E a questão é esta: da mesma forma que os logótipos dos dois bancos lhes pertencem e estão registados, também os símbolos e os valores pertencem a entidades colectivas – comunidades políticas, religiosas, países e estão até, no caso do hino e da bandeira, «registados» na Constituição.

Suponho que por isso quase todos temos a intuição de que, mesmo aceitando nestes casos o exercício da liberdade de expressão, houve aproveitamento excessivo por parte de entidades privadas de símbolos ou valores que não lhes pertencem e que são muito valorizados ideológica, sentimental ou religiosamente. Assim, não sendo acções de polícia forma adequada de tratar do assunto, foi positivo que um juiz levantasse o debate. Para todas as actividades tem de haver limites. Por vezes as pessoas envolvidas numa actividade neste caso publicitários e empresários - não tomam em conta outra sensibilidades, mesmo que o seu objectivo fosse por si considerado apenas de forma positiva.
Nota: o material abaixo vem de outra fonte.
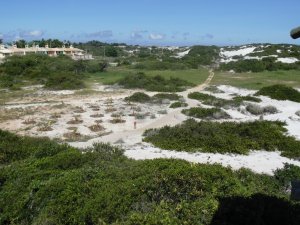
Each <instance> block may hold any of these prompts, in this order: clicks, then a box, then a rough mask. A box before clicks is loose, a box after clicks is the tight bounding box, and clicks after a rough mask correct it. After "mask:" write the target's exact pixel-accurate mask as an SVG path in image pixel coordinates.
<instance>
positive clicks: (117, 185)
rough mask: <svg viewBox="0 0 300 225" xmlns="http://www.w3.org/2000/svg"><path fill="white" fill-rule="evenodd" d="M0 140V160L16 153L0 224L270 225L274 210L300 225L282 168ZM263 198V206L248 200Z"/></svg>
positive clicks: (5, 181)
mask: <svg viewBox="0 0 300 225" xmlns="http://www.w3.org/2000/svg"><path fill="white" fill-rule="evenodd" d="M0 138H1V139H0V140H1V141H0V152H1V155H3V154H2V153H3V151H4V149H6V150H5V151H6V152H9V151H11V152H14V154H10V155H7V160H6V161H7V162H9V164H5V165H4V166H3V164H2V165H1V167H0V199H1V201H0V209H1V216H0V224H24V225H27V224H58V225H60V224H206V225H208V224H211V223H216V222H217V221H222V223H224V224H232V221H233V218H232V216H229V214H230V215H236V216H235V217H234V221H235V222H236V223H237V224H247V221H248V220H251V219H252V220H251V221H257V220H259V221H261V220H262V219H263V221H264V222H265V223H266V224H270V222H273V220H272V218H273V215H271V214H269V213H268V212H266V211H265V209H266V208H268V209H270V207H271V206H273V208H274V210H275V209H276V210H277V211H280V213H278V215H280V218H281V217H282V218H286V217H287V216H288V217H289V220H288V221H289V223H290V224H298V222H299V220H298V219H297V218H298V217H297V216H299V211H298V210H299V204H297V203H293V202H291V201H289V200H287V199H288V196H287V194H286V192H285V189H284V187H285V186H284V184H283V183H284V182H282V177H284V176H285V174H286V172H285V171H284V170H282V171H281V170H278V171H277V172H276V173H277V175H276V177H272V176H267V175H258V174H254V173H252V172H250V171H249V170H246V169H241V170H238V171H232V170H231V169H229V168H224V167H222V166H221V165H203V164H191V163H189V162H185V161H181V160H174V159H171V160H166V159H156V160H145V161H135V160H130V159H128V158H126V157H125V156H124V155H123V151H122V150H121V149H119V148H116V147H112V146H110V145H108V144H97V145H95V146H94V147H92V148H89V149H85V150H83V151H84V153H81V152H80V151H79V150H77V149H74V148H70V147H68V146H65V145H59V144H56V143H54V142H50V141H49V140H46V139H36V138H28V137H18V136H16V135H12V134H10V133H8V132H3V131H1V132H0ZM49 144H50V147H49ZM36 148H37V149H36ZM19 151H20V153H21V154H20V156H19V155H18V154H17V158H16V157H15V156H14V155H15V153H18V152H19ZM24 153H26V154H24ZM10 157H14V159H13V158H10ZM293 170H294V169H293ZM296 170H299V168H298V169H295V171H296ZM295 173H296V174H297V173H298V172H295ZM293 177H295V176H294V175H293ZM257 193H259V195H261V196H264V198H263V199H264V200H263V201H254V202H252V201H250V202H248V201H246V200H247V199H249V198H251V199H256V198H257V197H256V196H257ZM228 198H230V199H245V201H244V200H243V201H238V202H232V201H225V199H228ZM272 199H276V201H273V200H272ZM276 202H277V203H276ZM225 203H228V204H225ZM229 203H230V204H229ZM275 203H276V204H275ZM260 205H263V206H264V207H260ZM253 206H255V207H253ZM249 207H250V209H251V210H250V211H249ZM287 208H288V210H286V209H287ZM226 209H227V210H226ZM224 210H225V211H224ZM237 211H238V213H237ZM271 211H272V210H271ZM251 212H255V214H254V215H252V214H251ZM272 212H273V211H272ZM235 213H236V214H235ZM239 215H244V216H242V217H241V216H239ZM253 218H255V220H253ZM286 221H287V220H286ZM251 224H255V225H256V223H251ZM273 224H274V223H273Z"/></svg>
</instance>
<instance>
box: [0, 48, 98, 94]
mask: <svg viewBox="0 0 300 225" xmlns="http://www.w3.org/2000/svg"><path fill="white" fill-rule="evenodd" d="M98 71H100V65H99V64H98V63H97V62H93V61H74V60H72V59H71V58H70V57H68V56H58V57H49V56H46V55H36V54H33V55H26V56H11V57H9V58H7V59H6V60H5V61H4V63H3V64H0V87H2V88H10V89H18V88H20V87H21V86H24V85H25V84H26V85H28V83H29V84H43V85H45V87H46V88H48V89H53V90H60V89H79V88H83V87H84V82H83V79H84V74H85V73H95V72H98Z"/></svg>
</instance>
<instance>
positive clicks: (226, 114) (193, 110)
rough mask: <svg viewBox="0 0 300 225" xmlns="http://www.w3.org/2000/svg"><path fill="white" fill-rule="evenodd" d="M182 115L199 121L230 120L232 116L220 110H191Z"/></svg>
mask: <svg viewBox="0 0 300 225" xmlns="http://www.w3.org/2000/svg"><path fill="white" fill-rule="evenodd" d="M182 113H183V114H185V115H187V116H191V117H195V118H198V119H229V118H230V116H229V115H228V114H227V113H226V112H225V111H223V110H222V109H220V108H209V109H208V108H199V107H196V108H190V109H184V110H182Z"/></svg>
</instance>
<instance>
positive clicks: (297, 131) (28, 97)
mask: <svg viewBox="0 0 300 225" xmlns="http://www.w3.org/2000/svg"><path fill="white" fill-rule="evenodd" d="M213 76H214V73H213V71H210V75H209V77H208V78H207V80H206V81H205V82H204V83H203V84H201V85H199V86H197V87H194V88H191V89H189V90H187V91H184V92H181V93H178V94H179V95H181V96H182V97H183V98H184V99H185V101H186V103H187V104H188V107H196V106H198V105H201V104H200V103H199V102H198V101H196V100H193V99H189V98H188V97H187V96H188V94H189V93H190V92H194V91H201V92H204V93H209V94H212V95H214V96H216V97H220V98H224V99H231V98H232V97H233V96H236V95H241V96H246V95H252V94H254V92H255V91H250V90H245V89H238V88H234V87H231V86H225V85H221V86H218V89H219V90H220V91H221V92H222V93H211V92H207V91H204V88H205V87H207V86H208V85H209V83H210V81H211V80H212V78H213ZM100 86H101V85H100ZM100 86H99V85H98V86H97V87H95V89H97V90H99V93H94V94H93V95H87V96H86V95H77V94H76V92H74V93H73V92H69V91H60V92H48V91H41V90H39V91H37V92H36V94H35V95H34V97H27V98H23V99H21V100H16V101H14V102H11V103H10V104H8V105H5V106H4V107H2V108H0V115H2V117H4V116H3V115H5V118H6V119H2V122H1V120H0V127H1V128H2V129H6V130H10V131H13V132H16V133H18V134H21V135H30V136H47V137H50V138H52V139H58V140H64V141H68V142H69V144H70V145H72V146H75V147H79V148H85V147H90V146H92V145H93V144H94V143H97V142H106V143H111V144H115V145H121V146H122V147H123V148H124V149H125V155H127V156H128V157H130V158H133V159H136V160H144V159H154V158H176V159H183V160H187V161H189V162H192V163H209V164H215V163H219V164H222V165H223V166H229V167H231V168H233V169H240V168H243V167H244V168H248V169H251V170H253V171H254V172H257V173H266V174H273V172H274V170H276V169H278V168H282V167H283V166H284V163H290V164H294V165H298V166H300V162H299V161H295V160H290V159H288V158H285V157H282V156H280V153H279V152H266V151H251V152H250V154H249V155H234V154H212V153H187V152H184V149H183V152H176V151H168V150H161V149H158V148H155V147H153V146H152V145H151V144H148V143H144V142H143V141H142V134H143V133H144V131H145V130H147V129H150V128H159V127H163V126H165V125H169V126H174V125H177V124H180V123H181V122H183V121H185V120H186V119H187V117H186V116H185V115H183V114H182V113H181V110H182V108H180V109H170V108H169V104H139V103H137V104H130V105H129V104H128V103H126V102H125V101H124V97H126V96H129V95H131V94H133V93H134V92H137V91H139V90H122V89H117V90H116V89H114V88H109V87H103V86H102V87H100ZM147 94H149V95H154V94H156V93H153V92H147ZM260 98H261V99H262V102H261V103H258V105H260V106H267V105H273V106H275V107H276V108H277V109H278V110H279V113H276V114H271V115H266V116H264V119H267V120H273V121H275V120H280V121H285V122H286V123H287V129H288V133H289V135H293V136H295V137H296V138H297V139H299V140H300V117H299V116H297V115H296V114H295V112H297V111H299V110H300V104H299V103H295V102H290V101H277V100H273V99H270V98H267V97H263V96H261V97H260ZM45 100H47V101H45ZM32 102H35V103H32ZM201 106H203V107H209V106H204V105H201ZM225 111H226V112H227V113H228V114H229V115H231V117H232V119H230V120H229V121H252V120H257V119H259V116H254V115H252V114H250V113H248V112H246V111H245V110H243V108H240V109H239V110H238V109H226V110H225ZM160 112H163V113H160ZM3 113H4V114H3ZM165 113H166V114H165ZM136 114H142V115H144V117H143V118H140V119H136V118H135V115H136ZM8 115H9V116H8ZM0 118H1V117H0ZM116 118H117V119H120V120H121V121H122V120H123V121H122V123H112V122H111V121H112V120H114V119H116ZM134 122H136V129H135V128H134ZM95 125H97V126H96V128H100V130H97V131H93V130H91V128H90V127H91V126H95ZM102 128H103V129H102ZM72 140H73V141H72Z"/></svg>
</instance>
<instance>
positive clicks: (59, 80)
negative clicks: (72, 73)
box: [45, 73, 84, 90]
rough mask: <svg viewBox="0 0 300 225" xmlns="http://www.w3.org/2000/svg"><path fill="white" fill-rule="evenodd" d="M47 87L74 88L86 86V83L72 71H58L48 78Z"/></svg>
mask: <svg viewBox="0 0 300 225" xmlns="http://www.w3.org/2000/svg"><path fill="white" fill-rule="evenodd" d="M45 87H46V88H48V89H52V90H66V89H67V90H73V89H80V88H84V83H83V81H82V80H81V79H80V78H79V77H78V76H76V75H74V74H72V73H56V74H53V75H52V76H51V77H49V78H48V80H47V81H46V83H45Z"/></svg>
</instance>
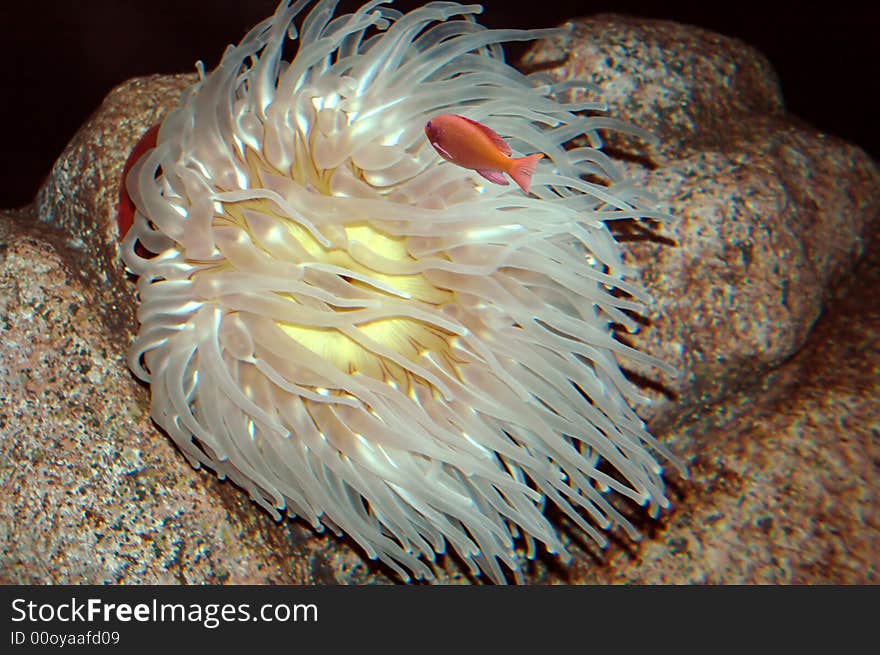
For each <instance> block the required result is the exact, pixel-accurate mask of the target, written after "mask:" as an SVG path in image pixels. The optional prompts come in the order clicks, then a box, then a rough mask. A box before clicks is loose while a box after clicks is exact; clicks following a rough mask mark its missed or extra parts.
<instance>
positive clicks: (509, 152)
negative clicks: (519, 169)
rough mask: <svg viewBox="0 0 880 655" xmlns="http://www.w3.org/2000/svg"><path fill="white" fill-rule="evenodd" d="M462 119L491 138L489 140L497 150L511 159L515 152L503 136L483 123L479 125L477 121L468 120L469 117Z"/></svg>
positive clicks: (472, 120) (480, 123)
mask: <svg viewBox="0 0 880 655" xmlns="http://www.w3.org/2000/svg"><path fill="white" fill-rule="evenodd" d="M460 118H463V119H464V120H466V121H467V122H468V123H470V124H471V125H473V126H474V127H476V128H477V129H479V130H480V131H481V132H482V133H483V134H485V135H486V136H487V137H488V138H489V140H490V141H491V142H492V143H493V144H494V146H495V147H496V148H498V150H500V151H501V154H502V155H506V156H507V157H510V155H511V153H512V152H513V151H512V150H511V149H510V146H509V145H507V142H506V141H505V140H504V139H502V138H501V136H500V135H499V134H498V132H496V131H495V130H493V129H492V128H491V127H486V126H485V125H483V124H482V123H478V122H477V121H475V120H473V119H471V118H468V117H467V116H461V117H460Z"/></svg>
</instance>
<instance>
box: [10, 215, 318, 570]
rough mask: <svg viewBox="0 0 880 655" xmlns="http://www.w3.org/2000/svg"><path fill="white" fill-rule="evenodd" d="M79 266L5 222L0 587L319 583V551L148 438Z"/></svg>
mask: <svg viewBox="0 0 880 655" xmlns="http://www.w3.org/2000/svg"><path fill="white" fill-rule="evenodd" d="M82 262H83V251H82V249H77V248H73V247H71V238H70V237H69V236H68V235H67V234H66V233H64V232H61V231H58V230H53V229H50V228H47V227H46V226H44V225H40V224H39V223H36V222H35V221H34V220H33V218H32V217H31V216H28V215H27V214H21V215H19V216H15V217H13V216H10V215H4V214H0V493H2V495H3V503H0V582H3V583H27V584H34V583H92V584H102V583H177V582H179V583H203V582H213V583H220V582H229V583H294V582H307V581H314V580H315V579H326V574H325V573H320V574H319V575H318V576H317V577H316V570H317V569H314V568H313V567H315V566H317V565H318V564H319V563H320V562H321V561H323V560H322V558H321V556H320V554H319V553H316V552H313V551H314V550H315V548H316V547H317V548H320V547H325V546H326V543H325V544H321V543H319V542H312V543H311V545H307V543H306V541H305V537H304V534H305V529H304V528H302V527H300V526H298V525H296V524H292V523H288V524H286V525H284V526H280V527H279V526H278V525H276V524H275V522H274V521H272V520H271V519H270V518H269V517H268V516H267V515H265V514H262V513H260V512H253V511H249V510H250V509H251V508H249V507H247V506H248V505H250V501H248V500H247V498H246V497H244V496H243V495H242V494H238V493H236V492H235V491H234V490H233V489H232V488H230V487H229V485H223V484H220V483H218V482H217V480H216V478H214V477H213V476H209V475H202V474H201V473H200V472H197V471H195V470H193V469H192V468H190V467H189V466H188V465H187V464H186V463H185V461H184V459H183V457H182V456H181V455H180V453H178V452H177V450H176V449H175V448H174V446H173V445H172V444H171V442H170V440H168V439H167V438H165V436H164V435H162V434H160V433H159V432H158V431H157V430H156V428H155V426H154V425H153V423H152V422H151V421H150V419H149V403H148V398H147V393H146V390H145V389H144V388H142V387H141V386H140V385H139V384H138V383H137V382H136V381H135V380H134V379H133V377H132V376H131V375H130V374H129V373H128V371H127V370H126V366H125V358H124V350H123V348H122V347H121V343H120V342H121V340H120V339H119V338H118V337H116V336H115V335H114V334H113V332H112V330H113V327H112V325H111V324H108V323H107V322H106V321H104V320H103V319H102V316H101V312H99V311H97V310H96V308H97V307H99V306H100V302H101V301H100V297H101V293H100V292H99V291H98V290H96V284H95V282H96V275H95V274H94V273H93V272H92V273H89V274H86V275H83V271H84V270H86V269H85V268H84V267H83V266H82Z"/></svg>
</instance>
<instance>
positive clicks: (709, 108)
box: [524, 15, 880, 452]
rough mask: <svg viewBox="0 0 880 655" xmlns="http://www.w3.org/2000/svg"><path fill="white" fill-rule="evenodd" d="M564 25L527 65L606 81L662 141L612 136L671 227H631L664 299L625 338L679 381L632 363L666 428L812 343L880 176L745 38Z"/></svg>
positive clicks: (677, 24) (610, 27)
É preciso acções exteriores para que a fronteira movediça da ética se agite e recoloque os valores num lugar próximo ao que se encontravam.

O que aborrece é que nada disto teria acontecido se a utilização publicitária da bandeira tivesse sido mais profissional, mais imaginativa: julgo que ninguém protestaria com um uso correcto da bandeira, mesmo que para fins publicitários.